According to the Centers for Disease Control and Prevention (CDC), “more than 7 million Americans have vision impairment, including 1 million who are blind. Another 93 million U.S. adults are at risk for severe vision loss. These numbers are expected to increase because of the aging population and increase in chronic diseases.”

blvs student helps clientThat unfortunately coincides with the national shortage of BLVS professionals. It is imperative that the Salus BLVS programs continue producing competent experts in their field as their impact will be important to the future of the profession.

“The clients we serve get to choose the level of independence they are most comfortable with and I get to empower them with knowledge and skills and resources to help them achieve that goal,” said Lachelle Smith, MS ‘03, CVRT, VRT program director. “I’m not just helping them, I’m helping them help themselves. That’s the enlightening, empowerment and encouragement I enjoy passing on to our students. And, then when you do that, you see them pass that information along to others - that’s the best feeling.”
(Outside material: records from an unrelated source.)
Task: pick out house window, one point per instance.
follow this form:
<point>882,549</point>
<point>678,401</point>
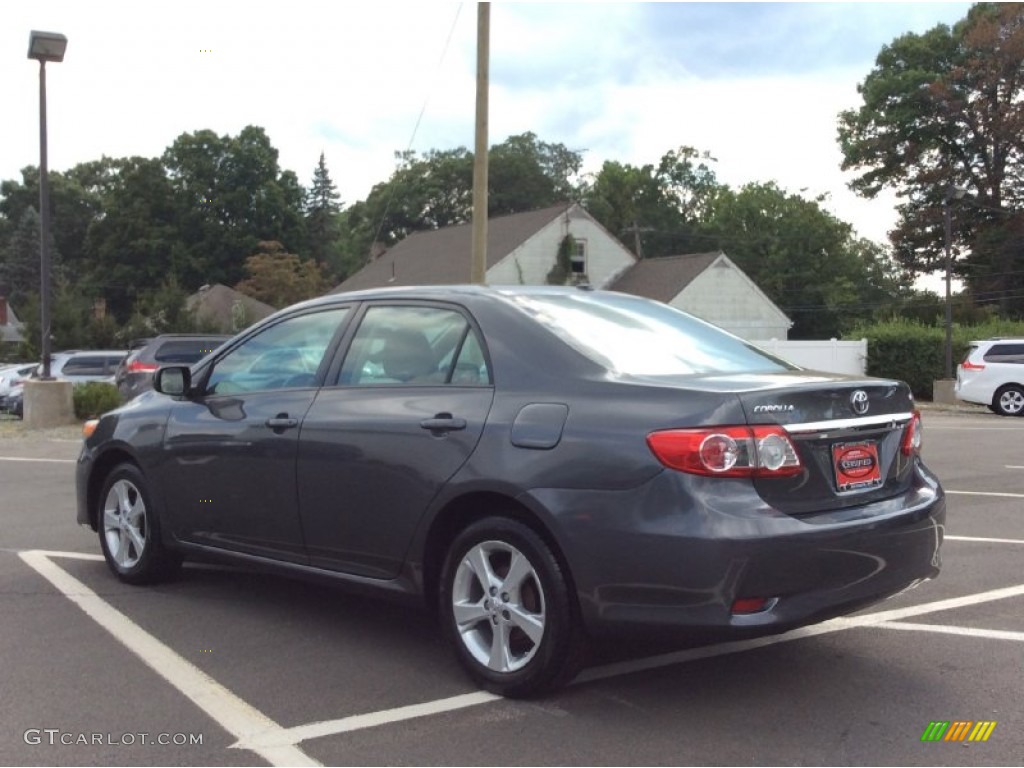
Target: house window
<point>578,259</point>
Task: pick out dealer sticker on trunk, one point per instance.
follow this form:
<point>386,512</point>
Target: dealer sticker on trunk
<point>856,466</point>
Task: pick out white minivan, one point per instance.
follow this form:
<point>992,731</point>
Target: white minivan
<point>992,374</point>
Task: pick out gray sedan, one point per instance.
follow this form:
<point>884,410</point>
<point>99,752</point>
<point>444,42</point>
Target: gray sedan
<point>541,466</point>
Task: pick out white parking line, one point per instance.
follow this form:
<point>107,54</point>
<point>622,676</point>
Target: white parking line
<point>371,720</point>
<point>230,713</point>
<point>984,493</point>
<point>23,459</point>
<point>949,630</point>
<point>836,625</point>
<point>279,745</point>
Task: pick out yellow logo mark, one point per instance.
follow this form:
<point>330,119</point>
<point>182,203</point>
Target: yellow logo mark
<point>958,730</point>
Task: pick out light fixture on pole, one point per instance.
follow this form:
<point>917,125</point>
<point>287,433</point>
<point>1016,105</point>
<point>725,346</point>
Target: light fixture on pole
<point>44,46</point>
<point>953,193</point>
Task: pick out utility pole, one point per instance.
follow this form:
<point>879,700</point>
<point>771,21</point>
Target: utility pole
<point>478,268</point>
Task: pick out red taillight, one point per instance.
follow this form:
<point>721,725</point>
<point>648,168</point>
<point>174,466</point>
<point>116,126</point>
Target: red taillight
<point>751,604</point>
<point>911,435</point>
<point>727,452</point>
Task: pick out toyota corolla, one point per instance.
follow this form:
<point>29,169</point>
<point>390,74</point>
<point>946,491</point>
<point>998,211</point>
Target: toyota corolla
<point>541,466</point>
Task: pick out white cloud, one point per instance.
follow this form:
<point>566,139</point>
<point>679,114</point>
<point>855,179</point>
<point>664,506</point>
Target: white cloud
<point>758,87</point>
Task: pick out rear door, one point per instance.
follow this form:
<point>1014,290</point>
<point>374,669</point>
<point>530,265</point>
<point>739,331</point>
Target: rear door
<point>404,413</point>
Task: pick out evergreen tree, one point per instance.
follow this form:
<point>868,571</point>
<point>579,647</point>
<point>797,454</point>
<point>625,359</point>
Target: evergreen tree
<point>323,207</point>
<point>19,260</point>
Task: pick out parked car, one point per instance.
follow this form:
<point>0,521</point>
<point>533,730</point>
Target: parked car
<point>541,465</point>
<point>10,380</point>
<point>992,374</point>
<point>134,375</point>
<point>84,365</point>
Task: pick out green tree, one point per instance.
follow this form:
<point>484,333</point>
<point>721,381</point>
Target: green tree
<point>943,110</point>
<point>322,210</point>
<point>19,259</point>
<point>658,210</point>
<point>804,259</point>
<point>436,190</point>
<point>136,244</point>
<point>229,195</point>
<point>525,174</point>
<point>281,279</point>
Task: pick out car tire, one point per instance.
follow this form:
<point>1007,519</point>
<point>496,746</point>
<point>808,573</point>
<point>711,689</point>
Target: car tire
<point>129,529</point>
<point>508,609</point>
<point>1009,400</point>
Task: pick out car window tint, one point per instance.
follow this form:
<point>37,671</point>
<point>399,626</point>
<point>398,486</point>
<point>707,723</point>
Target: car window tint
<point>184,350</point>
<point>404,345</point>
<point>286,354</point>
<point>471,367</point>
<point>635,337</point>
<point>84,366</point>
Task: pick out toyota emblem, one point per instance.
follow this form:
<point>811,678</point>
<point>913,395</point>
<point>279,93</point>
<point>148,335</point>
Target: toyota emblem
<point>858,400</point>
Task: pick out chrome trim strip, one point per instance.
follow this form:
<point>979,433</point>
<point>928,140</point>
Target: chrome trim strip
<point>863,421</point>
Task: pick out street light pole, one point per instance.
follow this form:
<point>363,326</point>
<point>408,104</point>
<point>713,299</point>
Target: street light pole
<point>948,227</point>
<point>44,46</point>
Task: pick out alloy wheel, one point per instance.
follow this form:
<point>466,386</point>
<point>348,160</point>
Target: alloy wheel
<point>499,606</point>
<point>125,524</point>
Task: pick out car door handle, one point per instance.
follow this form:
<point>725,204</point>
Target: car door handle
<point>443,423</point>
<point>282,422</point>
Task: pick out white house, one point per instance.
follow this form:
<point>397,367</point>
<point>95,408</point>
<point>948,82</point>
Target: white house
<point>522,249</point>
<point>713,288</point>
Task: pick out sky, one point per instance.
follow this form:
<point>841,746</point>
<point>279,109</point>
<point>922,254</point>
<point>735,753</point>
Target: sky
<point>757,85</point>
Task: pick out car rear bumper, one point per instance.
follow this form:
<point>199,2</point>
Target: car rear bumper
<point>641,559</point>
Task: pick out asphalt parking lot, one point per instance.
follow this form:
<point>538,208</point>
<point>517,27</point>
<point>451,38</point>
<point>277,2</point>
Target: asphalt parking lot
<point>226,667</point>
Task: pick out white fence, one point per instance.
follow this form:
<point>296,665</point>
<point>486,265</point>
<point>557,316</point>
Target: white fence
<point>832,355</point>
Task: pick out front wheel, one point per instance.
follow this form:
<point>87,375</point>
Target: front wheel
<point>1009,400</point>
<point>129,529</point>
<point>508,609</point>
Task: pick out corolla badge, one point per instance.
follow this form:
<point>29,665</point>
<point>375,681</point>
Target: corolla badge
<point>773,408</point>
<point>858,401</point>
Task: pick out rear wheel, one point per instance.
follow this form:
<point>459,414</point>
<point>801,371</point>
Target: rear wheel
<point>129,529</point>
<point>1009,400</point>
<point>508,610</point>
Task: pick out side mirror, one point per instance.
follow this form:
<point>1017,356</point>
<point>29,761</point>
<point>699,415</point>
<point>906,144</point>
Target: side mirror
<point>173,380</point>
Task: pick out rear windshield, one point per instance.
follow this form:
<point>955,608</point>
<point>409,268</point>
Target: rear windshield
<point>637,337</point>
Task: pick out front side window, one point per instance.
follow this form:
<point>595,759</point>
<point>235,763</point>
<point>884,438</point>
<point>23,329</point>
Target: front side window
<point>414,345</point>
<point>636,337</point>
<point>286,354</point>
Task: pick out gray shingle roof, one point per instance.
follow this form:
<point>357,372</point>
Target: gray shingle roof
<point>443,256</point>
<point>663,279</point>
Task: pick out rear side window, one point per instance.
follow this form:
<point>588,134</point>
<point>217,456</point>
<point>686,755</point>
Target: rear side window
<point>183,351</point>
<point>414,346</point>
<point>85,366</point>
<point>1006,353</point>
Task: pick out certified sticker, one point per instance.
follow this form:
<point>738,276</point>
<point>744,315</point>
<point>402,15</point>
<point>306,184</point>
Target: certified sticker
<point>856,466</point>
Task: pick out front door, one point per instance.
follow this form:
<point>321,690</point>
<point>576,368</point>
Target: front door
<point>230,450</point>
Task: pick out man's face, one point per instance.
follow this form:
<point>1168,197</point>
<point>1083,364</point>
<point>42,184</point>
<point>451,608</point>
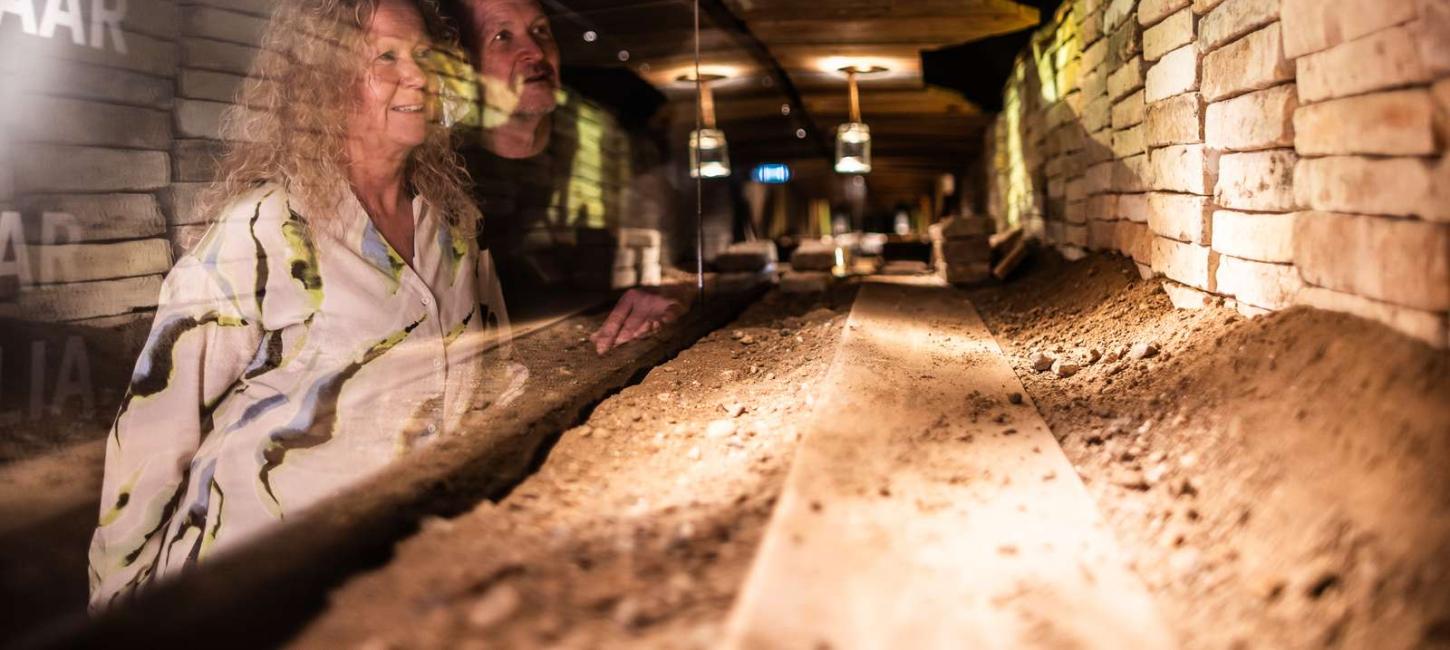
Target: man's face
<point>518,55</point>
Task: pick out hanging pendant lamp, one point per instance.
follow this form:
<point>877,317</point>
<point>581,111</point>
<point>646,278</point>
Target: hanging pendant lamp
<point>709,154</point>
<point>853,140</point>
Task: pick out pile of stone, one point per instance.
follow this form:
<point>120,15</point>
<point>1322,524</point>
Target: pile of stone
<point>811,266</point>
<point>962,248</point>
<point>747,263</point>
<point>616,260</point>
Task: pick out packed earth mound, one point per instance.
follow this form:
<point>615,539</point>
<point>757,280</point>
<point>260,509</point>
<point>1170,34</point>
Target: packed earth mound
<point>638,527</point>
<point>1278,482</point>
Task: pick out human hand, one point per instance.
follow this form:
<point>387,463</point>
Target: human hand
<point>637,314</point>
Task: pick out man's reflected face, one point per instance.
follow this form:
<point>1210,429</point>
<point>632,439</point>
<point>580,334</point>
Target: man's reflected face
<point>518,55</point>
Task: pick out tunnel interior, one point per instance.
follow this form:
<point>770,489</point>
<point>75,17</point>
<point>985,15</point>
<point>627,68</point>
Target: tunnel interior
<point>834,324</point>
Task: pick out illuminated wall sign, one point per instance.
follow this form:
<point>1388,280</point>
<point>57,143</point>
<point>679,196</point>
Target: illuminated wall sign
<point>772,173</point>
<point>65,15</point>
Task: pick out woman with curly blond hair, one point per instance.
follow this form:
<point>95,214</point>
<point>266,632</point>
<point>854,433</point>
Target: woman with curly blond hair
<point>337,314</point>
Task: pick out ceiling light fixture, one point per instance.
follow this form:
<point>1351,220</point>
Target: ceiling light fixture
<point>709,155</point>
<point>853,140</point>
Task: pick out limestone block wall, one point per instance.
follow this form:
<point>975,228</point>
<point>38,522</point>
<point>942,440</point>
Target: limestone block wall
<point>1272,153</point>
<point>84,155</point>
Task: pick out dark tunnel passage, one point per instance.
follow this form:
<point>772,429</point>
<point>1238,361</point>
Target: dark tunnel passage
<point>398,324</point>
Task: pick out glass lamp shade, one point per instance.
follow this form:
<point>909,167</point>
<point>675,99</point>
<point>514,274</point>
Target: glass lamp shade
<point>709,157</point>
<point>853,148</point>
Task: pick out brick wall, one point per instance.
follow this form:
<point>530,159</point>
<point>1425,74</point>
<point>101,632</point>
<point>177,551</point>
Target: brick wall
<point>1273,153</point>
<point>87,137</point>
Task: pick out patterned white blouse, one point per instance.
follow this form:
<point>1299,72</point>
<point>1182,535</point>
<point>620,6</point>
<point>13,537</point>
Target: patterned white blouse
<point>284,364</point>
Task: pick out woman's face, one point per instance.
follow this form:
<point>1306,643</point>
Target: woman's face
<point>392,108</point>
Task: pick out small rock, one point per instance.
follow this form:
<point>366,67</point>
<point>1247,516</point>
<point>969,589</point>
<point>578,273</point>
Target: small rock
<point>495,607</point>
<point>719,428</point>
<point>1143,350</point>
<point>1186,488</point>
<point>627,613</point>
<point>1041,361</point>
<point>1131,480</point>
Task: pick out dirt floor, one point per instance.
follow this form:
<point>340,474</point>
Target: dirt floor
<point>640,525</point>
<point>1278,482</point>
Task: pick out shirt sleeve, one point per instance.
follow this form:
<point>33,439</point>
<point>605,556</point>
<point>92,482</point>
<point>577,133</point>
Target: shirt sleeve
<point>206,331</point>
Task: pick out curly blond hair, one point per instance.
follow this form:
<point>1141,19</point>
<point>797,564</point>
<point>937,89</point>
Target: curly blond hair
<point>289,124</point>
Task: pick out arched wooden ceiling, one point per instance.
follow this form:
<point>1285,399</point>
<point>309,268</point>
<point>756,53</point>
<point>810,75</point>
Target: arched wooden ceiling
<point>777,52</point>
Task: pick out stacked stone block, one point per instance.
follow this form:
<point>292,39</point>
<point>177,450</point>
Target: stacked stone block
<point>1373,237</point>
<point>1266,151</point>
<point>219,39</point>
<point>1249,124</point>
<point>87,135</point>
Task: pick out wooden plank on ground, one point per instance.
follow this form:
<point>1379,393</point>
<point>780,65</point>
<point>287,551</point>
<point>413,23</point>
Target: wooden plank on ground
<point>924,509</point>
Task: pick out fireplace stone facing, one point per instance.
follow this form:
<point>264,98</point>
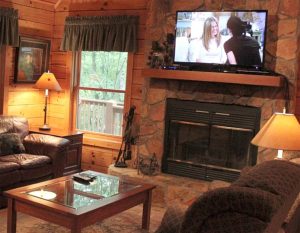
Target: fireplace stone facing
<point>156,92</point>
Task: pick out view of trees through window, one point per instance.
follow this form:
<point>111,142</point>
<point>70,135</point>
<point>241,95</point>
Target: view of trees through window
<point>101,91</point>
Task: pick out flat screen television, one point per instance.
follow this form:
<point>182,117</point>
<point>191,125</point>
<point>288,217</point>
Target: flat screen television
<point>218,39</point>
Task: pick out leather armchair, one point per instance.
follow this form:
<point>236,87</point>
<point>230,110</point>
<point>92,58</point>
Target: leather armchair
<point>27,158</point>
Amidst the national shortage, the VRT and O&M programs have been innovators in many respects – for example, both programs started as in-person but were among the first to go virtual, long before the pandemic forced that issue for many universities. The hybrid learning format makes the program accessible to students all over the world, and has helped grow its international reach. 

“We’ve always been positioned as a department looking ahead and seeing how we can respond to the ever-changing environment and landscape,” said Jamie Maffit, MS ‘06, COMS, CLVT, O&M program director. 

Innovation has allowed both the programs and department to grow to become as highly respected as they are today, educating graduate students and offering a variety of interprofessional services directly to patients and those in need. It is this combination of theory and practice that allows these programs to stay current and agile, and respond to trends and needs in the profession.